Search and rescue operations in Turkey to end today after 12 days

After 12 days of search and rescue operations in Turkey, a foreign team from Kyrgyzstan was able to pull a couple and their son alive from under a collapsed apartment building in the southern Turkish city of Antakya. The search and rescue operation in Turkey’s Antakya took place on Saturday, and the family was transferred to ambulances after being found. Unfortunately, the couple’s 12-year-old son passed away in the hospital.

The earthquake, which measured 7.8 on the Richter scale, hit Turkey and Syria on February 6, causing widespread devastation in the region. Hatay province, where Antakya is located, was one of the hardest-hit areas. The death toll in Turkey has now reached 40,642, and Syrian authorities report that 5,800 people died there, taking the total deaths to over 46,000. Many people are still unaccounted for, and the number of casualties is expected to continue to rise.

Why search and rescue operations in Turkey will end now

Search and rescue operations in Turkey will end today, according to the head of the country’s disaster response agency. Tremors continue to shake the country, with a 5.2-magnitude earthquake striking central Turkey on Saturday. However, there were no immediate reports of further damage.

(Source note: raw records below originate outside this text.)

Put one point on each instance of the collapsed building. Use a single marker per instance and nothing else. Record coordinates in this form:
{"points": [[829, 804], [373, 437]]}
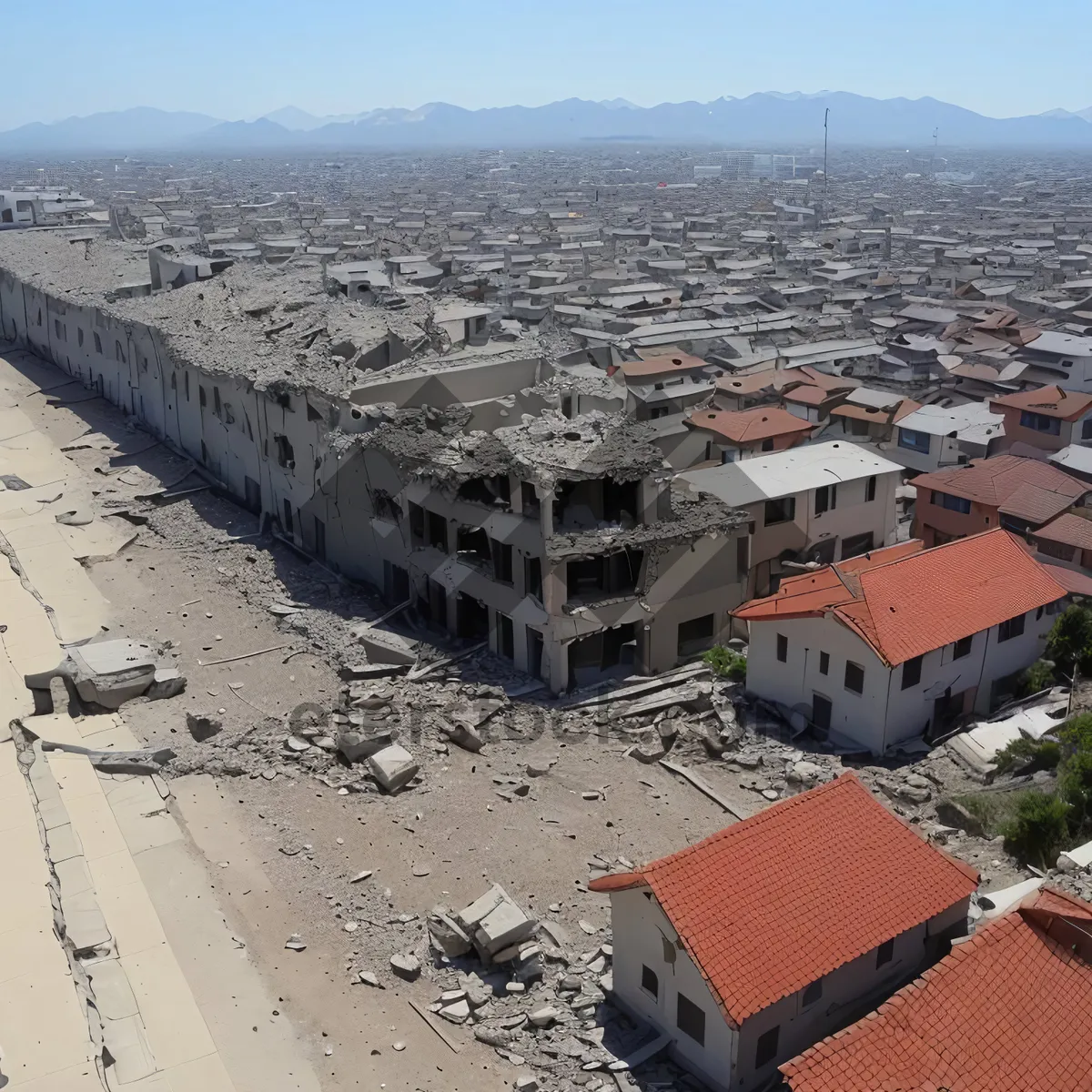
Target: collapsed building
{"points": [[501, 500]]}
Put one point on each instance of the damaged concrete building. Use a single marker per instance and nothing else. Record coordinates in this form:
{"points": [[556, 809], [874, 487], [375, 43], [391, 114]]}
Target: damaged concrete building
{"points": [[497, 496]]}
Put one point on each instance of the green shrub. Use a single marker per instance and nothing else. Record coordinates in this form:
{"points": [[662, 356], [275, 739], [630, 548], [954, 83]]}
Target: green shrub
{"points": [[1069, 644], [1038, 829], [727, 663], [1026, 756]]}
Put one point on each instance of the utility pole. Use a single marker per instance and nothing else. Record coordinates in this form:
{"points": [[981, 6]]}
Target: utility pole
{"points": [[825, 117]]}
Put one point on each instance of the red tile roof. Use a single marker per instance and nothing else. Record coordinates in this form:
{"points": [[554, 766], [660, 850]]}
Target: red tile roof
{"points": [[1009, 1010], [749, 426], [1069, 529], [1049, 401], [973, 584], [769, 905], [1026, 487]]}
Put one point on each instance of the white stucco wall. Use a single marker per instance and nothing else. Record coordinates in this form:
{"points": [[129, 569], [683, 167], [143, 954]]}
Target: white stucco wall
{"points": [[885, 713]]}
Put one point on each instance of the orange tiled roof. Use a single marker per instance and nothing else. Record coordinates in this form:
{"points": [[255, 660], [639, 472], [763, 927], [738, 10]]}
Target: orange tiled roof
{"points": [[1049, 401], [993, 480], [749, 426], [973, 583], [1009, 1010], [1068, 529], [769, 905]]}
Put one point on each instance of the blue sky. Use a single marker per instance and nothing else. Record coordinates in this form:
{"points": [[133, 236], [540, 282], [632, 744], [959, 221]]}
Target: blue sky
{"points": [[243, 58]]}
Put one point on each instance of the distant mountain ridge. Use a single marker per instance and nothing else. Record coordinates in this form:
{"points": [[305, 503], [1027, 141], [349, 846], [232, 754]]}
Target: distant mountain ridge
{"points": [[763, 119]]}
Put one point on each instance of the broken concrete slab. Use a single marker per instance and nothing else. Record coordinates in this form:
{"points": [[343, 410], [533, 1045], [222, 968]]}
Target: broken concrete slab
{"points": [[107, 674], [393, 768]]}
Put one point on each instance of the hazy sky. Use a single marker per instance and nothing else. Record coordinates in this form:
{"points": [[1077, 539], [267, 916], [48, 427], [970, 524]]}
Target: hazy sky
{"points": [[243, 58]]}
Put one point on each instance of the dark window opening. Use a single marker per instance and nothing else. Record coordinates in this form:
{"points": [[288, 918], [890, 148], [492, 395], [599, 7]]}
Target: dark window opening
{"points": [[595, 501], [529, 496], [533, 577], [856, 545], [911, 672], [495, 491], [601, 652], [691, 1019], [596, 578], [501, 561], [472, 545], [780, 511], [416, 524], [696, 636], [437, 532], [854, 677], [472, 618], [767, 1048], [386, 507], [825, 498], [1040, 423], [285, 454], [506, 637], [961, 505]]}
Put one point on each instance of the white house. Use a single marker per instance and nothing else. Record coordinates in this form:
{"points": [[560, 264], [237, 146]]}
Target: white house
{"points": [[899, 643], [935, 437], [751, 945], [822, 502]]}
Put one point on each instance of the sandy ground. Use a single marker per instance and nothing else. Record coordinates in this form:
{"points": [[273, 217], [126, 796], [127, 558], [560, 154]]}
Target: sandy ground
{"points": [[282, 851]]}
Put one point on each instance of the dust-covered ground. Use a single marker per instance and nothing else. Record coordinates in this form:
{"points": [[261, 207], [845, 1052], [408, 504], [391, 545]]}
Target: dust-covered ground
{"points": [[554, 796]]}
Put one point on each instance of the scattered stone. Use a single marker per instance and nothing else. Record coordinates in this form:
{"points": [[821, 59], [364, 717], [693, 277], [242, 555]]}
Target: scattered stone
{"points": [[405, 966], [203, 726], [393, 768]]}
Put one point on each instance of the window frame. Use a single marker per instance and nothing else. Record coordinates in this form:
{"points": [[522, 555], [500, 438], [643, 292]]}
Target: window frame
{"points": [[845, 677], [911, 672]]}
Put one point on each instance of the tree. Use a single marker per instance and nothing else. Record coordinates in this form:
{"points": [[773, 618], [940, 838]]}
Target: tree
{"points": [[1069, 644], [1038, 829]]}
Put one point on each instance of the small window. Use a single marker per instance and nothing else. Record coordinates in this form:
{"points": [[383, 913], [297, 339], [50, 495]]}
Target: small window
{"points": [[767, 1049], [854, 677], [911, 672], [780, 511], [915, 441], [691, 1019], [825, 498]]}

US Secretary of State Antony Blinken is scheduled to make a helicopter tour of the affected areas after arriving in Turkey on Sunday for an official visit. He is expected to hold discussions with Turkish officials about how the US can help relief efforts. The focus has turned from rescue to long-term humanitarian support for survivors in Turkey as well as neighbouring Syria, where the movement of aid has been hindered by the country’s long-running civil war.

Despite the co-operation of the Syrian and Turkish governments, the World Food Programme director David Beasley says its operations are being hampered in north-west Syria. The agency last week said it was running out of stocks in the rebel-held region and called for more border crossings to be opened from Turkey. The situation is complicated by the fact that the area is controlled by insurgents at war with forces loyal to President Bashar Al Assad.

The survivors of the earthquake will need help for months to come, with so much crucial infrastructure destroyed. Medics and experts are also concerned about the possible spread of infection in the quake-hit areas after tens of thousands of buildings collapsed, and sanitation infrastructure was damaged. Turkish Health Minister Fahrettin Koca says that although there has been a rise in intestinal and upper respiratory infections, the numbers do not pose a serious threat to public health. Turkey vowed last week to investigate thoroughly anyone suspected of responsibility for the collapse of buildings in the country’s devastating earthquakes nearly one week ago and has already ordered the detention of 113 suspects.